Lawyers who were trained in commonwealth jurisdictions may have an ingrained concept that backdating a document is generally improper, if not illegal. This is reflected in the Linklaters article Execution of Documents: Five Common Questions Answered, which offers the following advice for in-house lawyers:
“(i) contracts may only be backdated, absent fraud, in circumstances where an original form has been lost or where terms have been fully agreed but signatures have been left to a later date and (ii) deeds may never be backdated.”
Unfortunately, the article offers scant authority, and a search on Google reveals little else on the subject from the commonwealth world.
In the US, however, there seems to be have been much more consideration of the issue (at least according to my Google search results). Despite recent controversies surrounding the backdating of executive stock options, the general attitude in the US is that backdating is not wrong (or right), per se.
In this Law.com article, the author writes:
“Backdating by itself is not generally, at least with respect to private agreements, illegal. Rather, it is the use of the backdated documents by the parties or their counsel that may violate the law.”
The US approach seems to be founded on the principle that parties to an agreement (or deed) are free to agree that the document is to take effect prior to the date of execution – this is often denoted by dating the document “as of” the earlier date.

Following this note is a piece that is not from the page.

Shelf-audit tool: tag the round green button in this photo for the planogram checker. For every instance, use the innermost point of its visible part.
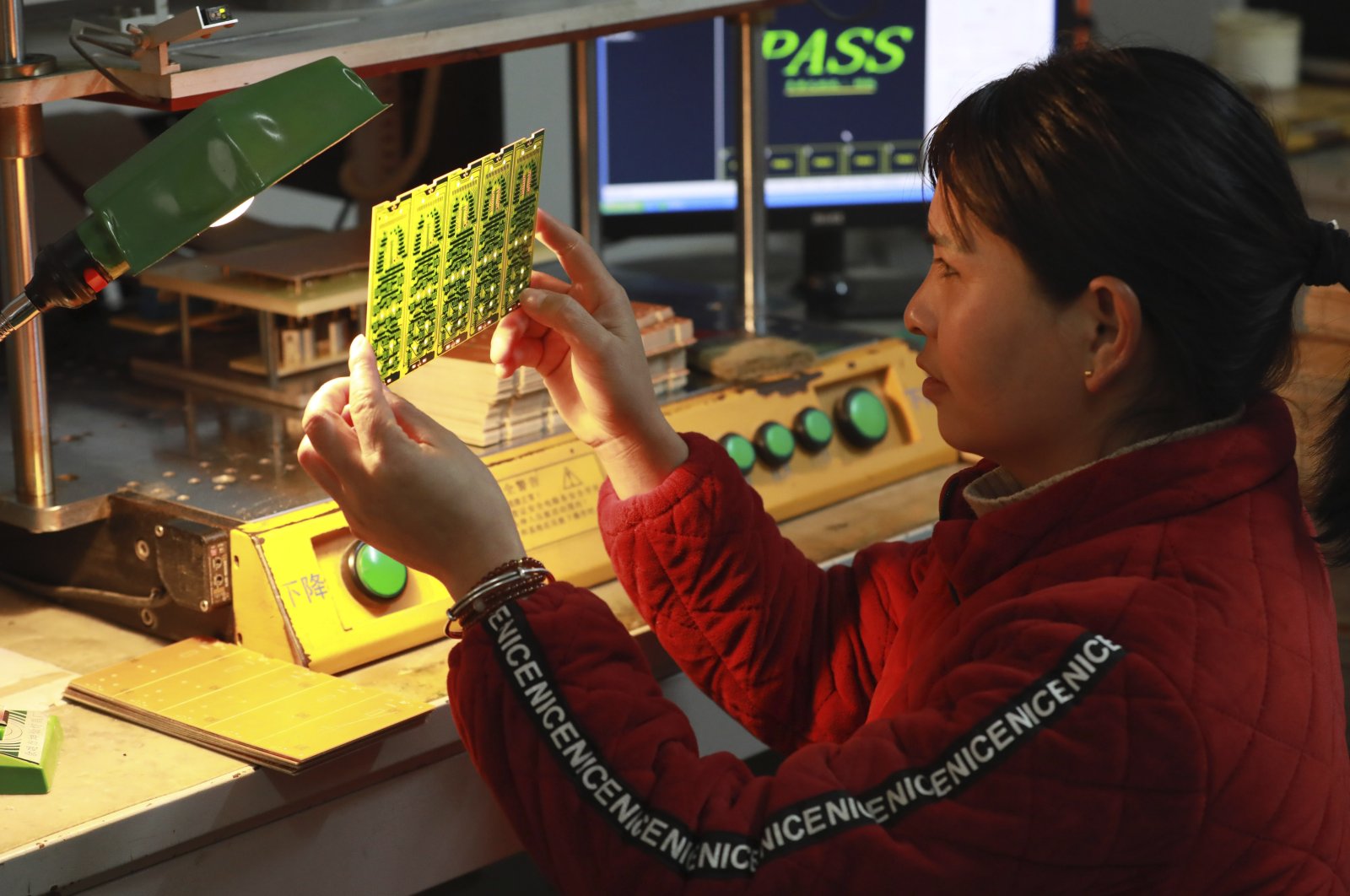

In Grubb & Ellis Company v. Bradley Real Estate Trust, the US Court of Appeals (7th Cir. 1990) held that:
“Illinois courts have, in the past, permitted the “relation back” theory of contract effectiveness: that is, contractual terms may be effective for a period before the contract is executed, so long as such coverage is clear from the face of the contract:
In the law of contracts, it is elementary that ordinarily a contract speaks from the day of its date, regardless of when it was executed and delivered. It is of common occurrence in connection with deeds, leases and other contracts that, while they are not in effect at all and have no legal existence until delivered, yet, in respect to the date of delivery, they, in point of commencement, relate back or commence in the future. Such relation back or forward contravenes no principle of law and is determined by the intent of the parties as deduced from the instrument itself.”
As a practical matter, the proper date to put on an agreement is something that corporate counsel is likely to have to make a judgment call on quite often. This is because documents take time to draft, negotiate and execute. It would not be uncommon for there to be a lapse of days or even weeks between the time commercial terms are agreed and the date of final contract execution.
The commonwealth-trained (and more prudent) approach would be to insert the date only when the last party has signed and to use a date no earler than the date of that last signature. This should cover the majority of cases that come across corporate counsel’s desk.
For those instances where a document is intended to take effect retroactively, you should:
- Assess whether the backdating is intended to deceive or harm third parties (including government and regulatory bodies). Only proceed if the answer is no.
- Ascertain if the backdating would violate a law or adversely affect the rights of third parties (including government and regulatory bodies). Only proceed if the answer is no.
- Check your instincts. If something doesn’t feel right, consult another lawyer, external counsel or your professional association.
- If you decide to proceed, always give full disclosure, either by adopting “as of” dating or reciting in the document body that it is intended to have retroactive effect. Also allow for a “date” line in the execution blocks, so that any discrepancies between the dates will be apparent on the face of the document and any suggestion of concealment or deception can be defended.
Most of the suggestions above are derived from this excellent article by Kwall and Duhl, which delves into the subject in detail (albeit from a US law perspective).